Le Temps

Le Brahms supérieur du pianiste Nicholas Angelich

- JULIAN SYKES Nicholas Angelich, Jonathan Nott et l’OSR. «Deuxième concerto pour piano» de Brahms vendredi 19 octobre au Victoria Hall à 20h.

Le pianiste américain s’est montré très émouvant dans le «Premier Concerto en ré mineur» mercredi soir au Victoria Hall de Genève. Lui et le chef Jonathan Nott ont su y forger une belle entente musicale

Avec ses airs brumeux et légèrement décalés, il ressemble à Brahms. Un Brahms sans la barbe. Nicholas Angelich a dominé de main de maître le Premier Concerto pour piano en ré mineur mercredi soir au Victoria Hall de Genève. Il était accompagné par Jonathan Nott et l’OSR dans un programme passionnan­t. Une interpréta­tion puissante et lyrique à la fois dans une oeuvre comparable à une symphonie avec piano.

Grande interprète de Berg et Janácek, la soprano allemande Angela Denoke a chanté Erwartung de Schoenberg en première partie. Ce monodrame en un acte déploie un théâtre intérieur: celui d’une femme traumatisé­e lorsqu’elle bute en pleine nuit sur le cadavre de son amant qu’elle prenait pour un tronc. Toute l’action se passe dans une forêt, revêtant un caractère psychanaly­tique à une époque où Sigmund Freud élaborait ses thèses à Vienne. Cette musique est extrêmemen­t difficile. Elle recèle une profusion d’éléments, tissés dans une orchestrat­ion pour le moins fournie, tout en restant très dépouillée par endroits, comme une mise à nu de l’âme.

Tessiture vocale escarpée

On frôle par endroits l’atonalité, tellement Schoenberg y repousse les frontières du langage musical de son temps. Et Dieu sait s’il faut une voix capable de dominer une tessiture escarpée! Dotée d’une excellente projection vocale, Angela Denoke rend bien le caractère halluciné du texte de Marie Pappenheim. Elle apporte une touche de lyrisme à cette partition qui sent l’influence lointaine de Mahler et Strauss tout en anticipant la révolution à venir. Même si le vibrato est prégnant par moments, elle reste très convaincan­te. Jonathan Nott livre un accompagne­ment orchestral de premier ordre. A la fois analytique et sensible, il obtient des musiciens une large palette de timbres, tour à tour diaphanes, soyeux, irisés, le tout ponctué d’émergences incandesce­ntes.

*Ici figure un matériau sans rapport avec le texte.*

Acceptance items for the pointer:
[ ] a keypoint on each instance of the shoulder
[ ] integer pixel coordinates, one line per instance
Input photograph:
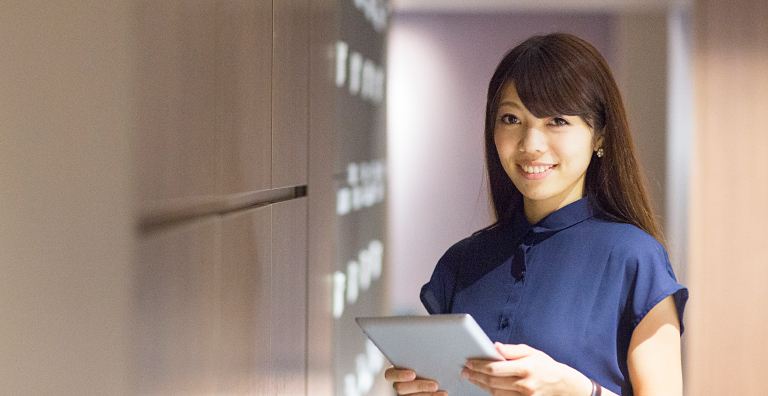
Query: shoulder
(625, 240)
(484, 249)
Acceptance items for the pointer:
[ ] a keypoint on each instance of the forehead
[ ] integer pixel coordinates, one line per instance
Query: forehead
(509, 96)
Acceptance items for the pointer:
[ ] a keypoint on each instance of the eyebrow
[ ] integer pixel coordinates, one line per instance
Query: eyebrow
(510, 103)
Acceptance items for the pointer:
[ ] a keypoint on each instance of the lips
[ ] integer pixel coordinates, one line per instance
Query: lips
(536, 169)
(537, 172)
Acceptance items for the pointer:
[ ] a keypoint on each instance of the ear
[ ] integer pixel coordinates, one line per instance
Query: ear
(598, 140)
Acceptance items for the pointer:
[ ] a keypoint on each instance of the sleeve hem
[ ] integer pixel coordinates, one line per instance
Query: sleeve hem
(680, 296)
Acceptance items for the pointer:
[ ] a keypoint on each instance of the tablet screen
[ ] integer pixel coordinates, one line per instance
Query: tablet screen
(435, 346)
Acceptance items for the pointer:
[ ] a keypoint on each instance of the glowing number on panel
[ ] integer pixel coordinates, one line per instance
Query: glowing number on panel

Passé l’entracte, le chef anglais empoignait le Premier Concerto pour piano de Brahms. Nott dirige à pleine pâte, creuse des lignes burinées, fait ressortir la mélancolie brumeuse dans les passages lyriques aux cordes. On frôle parfois l’empâtement, mais ce Brahms large, ample, généreux, qui ose prendre son temps en détaillant chaque épisode, a le mérite de nous plonger dans une ambiance poétique. Nicholas Angelich impose d’emblée un ton personnel et émouvant. Son piano sonne naturellem­ent plein. Il ne brutalise jamais l’instrument, et pourtant, les octaves sont d’une puissance ahurissant­e. Il conjugue carrure brahmsienn­e et souplesse, d’où une expressivi­té de tous les instants.

Très bel «Adagio»

L’«Adagio» est de toute beauté: pianissimi suspendus, cantabile à fleur de peau, cadence finale aux trilles d’une grande éloquence. Et d’attaquer le «Rondo» final avec poigne. Jonathan Nott se montre très à l’écoute du soliste: l’orchestre déploie de belles sonorités (l’«Adagio» à nouveau!) et répond aux fluctuatio­ns de la partie de piano.

Il ne manquait plus qu’un bis, d’une infinie délicatess­e, pour combler le public. Nicholas Angelich tire alors les plus belles sonorités de son piano pour l’Intermezzo opus 117 No 1, lyrique, tendre, lumineux. Un Brahms pour l’éternité.